You are studying the development of retinal ganglion neurons using in vitro cell culture of neurons isolated from Xenopus retina. In the culture dish you add small, immovable beads that are coated with the extracellular matrix protein laminin.
a) Explain what happens when the axonal growth cone encounters the bead. (3 marks, 5 lines)

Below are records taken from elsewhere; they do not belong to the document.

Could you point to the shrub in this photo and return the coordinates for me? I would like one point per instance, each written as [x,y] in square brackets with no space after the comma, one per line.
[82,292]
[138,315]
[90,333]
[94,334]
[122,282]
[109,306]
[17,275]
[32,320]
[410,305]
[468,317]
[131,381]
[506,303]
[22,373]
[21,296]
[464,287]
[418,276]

b) What effect does this have on growth direction of the axons and why? (2 marks, 4 lines)

Answer:

a) A focal adhesion forms between the bead and the growth cone membrane (1 mark): Laminin binds the Integrin receptor and thereby activates integrin signalling (1 mark). Activated integrins recruit components of the integrin complex which in turn recruit and link to actin filaments (1 mark).
b) The axons will turn/grow towards the bead direction (1 mark). Actin filaments are attached to focal adhesions, but continue to polymerise. This leads to a generation of force/push against the cell membrane which leads to an extension of the the growth cone membrane in bead direction (1 mark).